Caenolestid fossils date to as early as the early Eocene (nearly 55 mya). The generic name derives from the Greek words rhynchos ("snout") and lestes ("robber", "pirate"). The specific name comes from the Greek raphanos ("cabbage"), referring to the thick tail of this caenolestid. The Spanish name for this caenolestid, comadrejita trompuda, is the combination of comadreja ("weasel") and trompa ("snout"). Other names for this shrew opossum are Chilean shrew opossum or Chilean caenolestid.

== Description ==
The long-nosed caenolestid resembles Caenolestes species in morphology. In his 1924 account, Osgood recorded external measurements of three specimens. The total length ranged from 17.5 to 21.5 cm, skull length was between 3 and 3.5 cm and hind feet measured 19.5 to 23.5 mm. The smooth coat is dark greyish brown, without countershading (greater pigmentation on the upper side). It is characterized by a long, pointed snout, small eyes and ears, and one claw on a digit of each of the thin limbs. This shrew opossum lacks a marsupium (young are attached to the nipples) and has seven nipples, unlike the four typical of other caenolestids. The tail helps in balancing the body during locomotion; the relatively shorter tail could imply lesser agility in the long-nosed caenolestid in comparison to other caenolestids. Moreover, the tail can be used to store fat, and is reportedly thickest during early winter.

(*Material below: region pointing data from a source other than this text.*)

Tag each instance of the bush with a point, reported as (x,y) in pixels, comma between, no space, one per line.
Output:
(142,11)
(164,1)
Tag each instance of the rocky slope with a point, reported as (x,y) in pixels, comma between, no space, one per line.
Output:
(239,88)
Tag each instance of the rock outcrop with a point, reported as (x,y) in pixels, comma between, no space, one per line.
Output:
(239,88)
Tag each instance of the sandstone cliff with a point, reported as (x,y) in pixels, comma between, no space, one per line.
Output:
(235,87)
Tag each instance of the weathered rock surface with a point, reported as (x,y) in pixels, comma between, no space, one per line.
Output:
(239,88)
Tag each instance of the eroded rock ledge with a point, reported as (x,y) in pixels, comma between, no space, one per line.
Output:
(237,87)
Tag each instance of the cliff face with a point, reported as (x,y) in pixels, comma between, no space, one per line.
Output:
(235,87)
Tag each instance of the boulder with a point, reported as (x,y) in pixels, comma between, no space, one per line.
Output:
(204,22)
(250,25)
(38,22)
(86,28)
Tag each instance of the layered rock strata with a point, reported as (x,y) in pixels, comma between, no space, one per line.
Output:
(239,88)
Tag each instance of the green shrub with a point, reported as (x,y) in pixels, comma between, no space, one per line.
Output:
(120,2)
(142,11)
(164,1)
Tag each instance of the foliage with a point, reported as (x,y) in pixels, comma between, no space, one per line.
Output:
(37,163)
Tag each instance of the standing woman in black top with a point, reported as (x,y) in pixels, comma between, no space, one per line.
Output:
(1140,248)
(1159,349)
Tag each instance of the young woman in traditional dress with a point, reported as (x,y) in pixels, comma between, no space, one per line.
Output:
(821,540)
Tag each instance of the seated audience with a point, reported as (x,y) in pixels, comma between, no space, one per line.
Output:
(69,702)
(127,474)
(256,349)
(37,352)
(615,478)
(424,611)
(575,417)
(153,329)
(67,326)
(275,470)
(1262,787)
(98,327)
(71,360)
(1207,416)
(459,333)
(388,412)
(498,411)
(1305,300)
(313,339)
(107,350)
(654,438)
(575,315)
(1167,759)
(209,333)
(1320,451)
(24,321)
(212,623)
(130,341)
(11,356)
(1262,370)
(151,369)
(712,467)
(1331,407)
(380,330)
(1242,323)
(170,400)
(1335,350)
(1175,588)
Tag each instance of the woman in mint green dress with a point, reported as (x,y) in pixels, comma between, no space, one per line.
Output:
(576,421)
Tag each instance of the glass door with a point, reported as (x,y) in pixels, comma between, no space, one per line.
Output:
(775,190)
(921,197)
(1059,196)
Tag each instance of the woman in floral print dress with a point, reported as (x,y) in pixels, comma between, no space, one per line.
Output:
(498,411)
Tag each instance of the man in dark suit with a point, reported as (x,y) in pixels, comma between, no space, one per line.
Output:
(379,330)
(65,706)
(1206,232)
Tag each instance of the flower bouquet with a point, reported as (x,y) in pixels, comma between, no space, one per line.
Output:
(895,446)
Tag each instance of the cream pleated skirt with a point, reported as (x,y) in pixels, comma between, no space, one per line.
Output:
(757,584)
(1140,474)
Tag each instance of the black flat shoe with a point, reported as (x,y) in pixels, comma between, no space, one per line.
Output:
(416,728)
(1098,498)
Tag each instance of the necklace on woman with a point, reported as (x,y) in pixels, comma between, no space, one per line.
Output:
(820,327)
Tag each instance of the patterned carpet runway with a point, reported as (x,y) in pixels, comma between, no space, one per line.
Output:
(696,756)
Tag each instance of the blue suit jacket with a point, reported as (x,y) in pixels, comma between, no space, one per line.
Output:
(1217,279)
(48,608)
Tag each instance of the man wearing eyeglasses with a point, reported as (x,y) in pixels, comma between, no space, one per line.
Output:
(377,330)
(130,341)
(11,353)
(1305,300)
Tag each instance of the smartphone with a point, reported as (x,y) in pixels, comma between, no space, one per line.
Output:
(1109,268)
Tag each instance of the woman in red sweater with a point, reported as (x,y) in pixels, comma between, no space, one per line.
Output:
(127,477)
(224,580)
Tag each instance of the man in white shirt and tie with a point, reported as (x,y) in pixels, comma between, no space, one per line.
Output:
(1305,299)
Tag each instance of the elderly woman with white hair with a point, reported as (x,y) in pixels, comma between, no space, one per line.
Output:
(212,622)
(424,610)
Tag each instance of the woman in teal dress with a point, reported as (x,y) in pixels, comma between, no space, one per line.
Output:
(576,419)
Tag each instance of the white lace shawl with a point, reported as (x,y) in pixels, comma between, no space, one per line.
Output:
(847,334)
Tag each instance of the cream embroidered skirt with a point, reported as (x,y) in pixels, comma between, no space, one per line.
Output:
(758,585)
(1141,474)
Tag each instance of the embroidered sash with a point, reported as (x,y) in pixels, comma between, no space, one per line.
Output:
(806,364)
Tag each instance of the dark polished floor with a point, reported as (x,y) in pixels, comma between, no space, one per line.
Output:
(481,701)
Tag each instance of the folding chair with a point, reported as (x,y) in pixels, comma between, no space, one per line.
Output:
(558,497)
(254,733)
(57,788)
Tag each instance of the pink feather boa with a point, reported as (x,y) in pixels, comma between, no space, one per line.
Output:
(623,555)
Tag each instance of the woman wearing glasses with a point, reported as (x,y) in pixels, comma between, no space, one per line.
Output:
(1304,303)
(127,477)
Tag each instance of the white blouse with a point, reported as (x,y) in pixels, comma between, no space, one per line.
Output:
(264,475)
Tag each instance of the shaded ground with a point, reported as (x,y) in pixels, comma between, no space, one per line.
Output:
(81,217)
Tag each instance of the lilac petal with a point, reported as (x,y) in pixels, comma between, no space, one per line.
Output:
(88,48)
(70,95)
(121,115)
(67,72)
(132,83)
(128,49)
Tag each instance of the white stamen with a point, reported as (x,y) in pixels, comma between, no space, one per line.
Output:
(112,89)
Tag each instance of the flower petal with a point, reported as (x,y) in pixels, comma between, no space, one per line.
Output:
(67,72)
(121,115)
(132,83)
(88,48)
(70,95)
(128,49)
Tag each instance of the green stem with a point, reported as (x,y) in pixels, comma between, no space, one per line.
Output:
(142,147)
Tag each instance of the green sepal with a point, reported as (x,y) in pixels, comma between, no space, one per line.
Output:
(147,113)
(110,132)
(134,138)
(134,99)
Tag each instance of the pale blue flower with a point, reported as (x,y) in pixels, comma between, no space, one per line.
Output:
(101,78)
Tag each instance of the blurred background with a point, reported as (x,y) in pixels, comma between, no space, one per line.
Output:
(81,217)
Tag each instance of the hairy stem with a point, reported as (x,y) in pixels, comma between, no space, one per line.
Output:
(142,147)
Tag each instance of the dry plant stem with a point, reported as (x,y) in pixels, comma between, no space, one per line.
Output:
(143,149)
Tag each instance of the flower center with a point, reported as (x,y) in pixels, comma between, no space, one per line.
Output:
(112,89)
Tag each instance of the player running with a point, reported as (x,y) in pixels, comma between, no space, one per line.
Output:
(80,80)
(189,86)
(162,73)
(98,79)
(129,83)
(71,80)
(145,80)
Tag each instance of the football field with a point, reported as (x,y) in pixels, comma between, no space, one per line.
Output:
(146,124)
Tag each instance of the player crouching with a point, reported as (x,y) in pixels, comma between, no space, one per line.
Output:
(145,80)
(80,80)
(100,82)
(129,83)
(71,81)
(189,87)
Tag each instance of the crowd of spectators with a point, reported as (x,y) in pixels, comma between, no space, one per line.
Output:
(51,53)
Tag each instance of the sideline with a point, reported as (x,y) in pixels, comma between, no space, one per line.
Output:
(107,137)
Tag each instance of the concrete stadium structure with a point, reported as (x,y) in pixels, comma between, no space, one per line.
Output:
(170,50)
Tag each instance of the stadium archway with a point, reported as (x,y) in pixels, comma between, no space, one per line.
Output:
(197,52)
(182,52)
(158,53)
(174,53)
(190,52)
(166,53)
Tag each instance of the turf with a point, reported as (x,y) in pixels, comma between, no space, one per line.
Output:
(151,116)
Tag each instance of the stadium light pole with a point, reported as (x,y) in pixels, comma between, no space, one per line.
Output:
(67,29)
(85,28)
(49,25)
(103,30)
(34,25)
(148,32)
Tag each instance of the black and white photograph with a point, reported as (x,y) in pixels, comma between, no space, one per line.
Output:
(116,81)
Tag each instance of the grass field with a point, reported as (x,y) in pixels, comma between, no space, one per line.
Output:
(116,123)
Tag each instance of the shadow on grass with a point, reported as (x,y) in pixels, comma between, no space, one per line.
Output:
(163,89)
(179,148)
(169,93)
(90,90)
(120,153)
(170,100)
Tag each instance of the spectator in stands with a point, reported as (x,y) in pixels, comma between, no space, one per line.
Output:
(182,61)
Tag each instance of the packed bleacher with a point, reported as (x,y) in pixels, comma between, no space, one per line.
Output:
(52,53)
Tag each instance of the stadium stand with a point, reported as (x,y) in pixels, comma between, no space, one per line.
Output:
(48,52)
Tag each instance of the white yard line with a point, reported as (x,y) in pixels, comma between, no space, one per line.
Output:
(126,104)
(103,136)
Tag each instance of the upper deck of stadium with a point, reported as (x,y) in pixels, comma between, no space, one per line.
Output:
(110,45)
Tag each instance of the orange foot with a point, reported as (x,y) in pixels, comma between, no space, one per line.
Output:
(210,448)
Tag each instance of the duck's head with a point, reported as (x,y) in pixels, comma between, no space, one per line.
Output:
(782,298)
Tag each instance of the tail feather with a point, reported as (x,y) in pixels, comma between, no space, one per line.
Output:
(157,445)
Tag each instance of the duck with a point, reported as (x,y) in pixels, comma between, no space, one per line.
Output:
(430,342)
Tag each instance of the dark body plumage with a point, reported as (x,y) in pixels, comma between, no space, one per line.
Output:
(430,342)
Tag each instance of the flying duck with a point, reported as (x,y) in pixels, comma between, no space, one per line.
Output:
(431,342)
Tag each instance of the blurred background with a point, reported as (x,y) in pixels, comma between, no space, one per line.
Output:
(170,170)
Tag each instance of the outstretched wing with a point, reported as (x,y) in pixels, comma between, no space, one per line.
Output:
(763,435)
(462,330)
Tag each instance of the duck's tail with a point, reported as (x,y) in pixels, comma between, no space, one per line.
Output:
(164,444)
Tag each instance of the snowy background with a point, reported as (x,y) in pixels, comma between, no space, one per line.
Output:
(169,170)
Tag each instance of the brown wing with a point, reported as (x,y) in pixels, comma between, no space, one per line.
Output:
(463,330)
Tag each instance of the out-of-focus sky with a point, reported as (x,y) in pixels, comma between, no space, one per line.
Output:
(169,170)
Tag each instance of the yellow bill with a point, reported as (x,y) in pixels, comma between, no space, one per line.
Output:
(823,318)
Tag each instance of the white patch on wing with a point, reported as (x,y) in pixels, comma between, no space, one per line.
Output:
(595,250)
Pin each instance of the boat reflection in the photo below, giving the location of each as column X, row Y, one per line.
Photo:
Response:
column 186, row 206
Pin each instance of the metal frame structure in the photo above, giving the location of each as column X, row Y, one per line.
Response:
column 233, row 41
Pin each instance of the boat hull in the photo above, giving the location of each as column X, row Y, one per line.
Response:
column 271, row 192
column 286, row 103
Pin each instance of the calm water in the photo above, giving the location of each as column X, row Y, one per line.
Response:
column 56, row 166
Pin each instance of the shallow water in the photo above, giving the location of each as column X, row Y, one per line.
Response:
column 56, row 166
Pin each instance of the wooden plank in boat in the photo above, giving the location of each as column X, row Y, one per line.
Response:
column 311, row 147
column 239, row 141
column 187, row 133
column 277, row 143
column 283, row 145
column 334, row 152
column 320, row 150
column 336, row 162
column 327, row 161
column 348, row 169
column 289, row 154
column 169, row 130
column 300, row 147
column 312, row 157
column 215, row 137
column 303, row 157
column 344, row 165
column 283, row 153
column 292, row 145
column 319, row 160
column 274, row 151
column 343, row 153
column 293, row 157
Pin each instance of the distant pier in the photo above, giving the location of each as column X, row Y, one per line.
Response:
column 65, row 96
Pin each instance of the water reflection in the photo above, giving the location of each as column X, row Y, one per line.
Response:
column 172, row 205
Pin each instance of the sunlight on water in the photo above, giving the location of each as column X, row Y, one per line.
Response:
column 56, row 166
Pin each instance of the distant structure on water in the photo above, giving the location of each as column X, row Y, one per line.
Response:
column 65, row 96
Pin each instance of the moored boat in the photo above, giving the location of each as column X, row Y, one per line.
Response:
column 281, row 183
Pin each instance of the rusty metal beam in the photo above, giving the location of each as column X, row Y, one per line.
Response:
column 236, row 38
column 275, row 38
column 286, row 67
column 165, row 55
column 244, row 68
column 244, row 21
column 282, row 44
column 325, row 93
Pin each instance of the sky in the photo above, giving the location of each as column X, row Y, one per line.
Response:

A 2007 study recorded dental anomalies such as missing teeth and supernumerary teeth. The rodent-like incisors help in killing vertebrate prey and searching for insects in crevices. The pattern of tooth eruption appears to be largely consistent in all caenolestids – the eruption of procumbent (trailing along the surface without spreading out roots) incisors, followed by the development of closely spaced incisors that distance from one another as the mandible grows, and then the eruption of molars and premolars.

== Ecology and behavior ==
Little is known of the behavior of the long-nosed caenolestid. It appears to be terrestrial (lives on land) and nocturnal (active mainly at night). An omnivore, it feeds on insects and small invertebrates as well as plant material and fungi. The caenolestid appears to live in burrows and fallen logs; nests may be used temporarily. Lactating females have been reported in May as well as from October to March. The long-nosed caenolestid is a nocturnal species.

== Distribution and status==
The long-nosed caenolestid occurs in temperate forests of Argentina and southern Chile, and up to altitudes of 1,135 m above the sea level (in Osorno Province, Chile). It prefers cool, moist areas. By 2011 it was known from less than 25 locations, having a very small distribution. This shrew opossum also marks the southern limit of the distribution of caenolestids. In 2023 the species was reported from 17 sites within the Valdivian Coastal Reserve and the Alerce Costero National Park. Though locally abundant, the survival of the caenolestid is threatened by deforestation. Its population has declined by nearly 20% since the 1990s due to deforestation and human settlement. The IUCN classifies the long-nosed caenolestid as near threatened.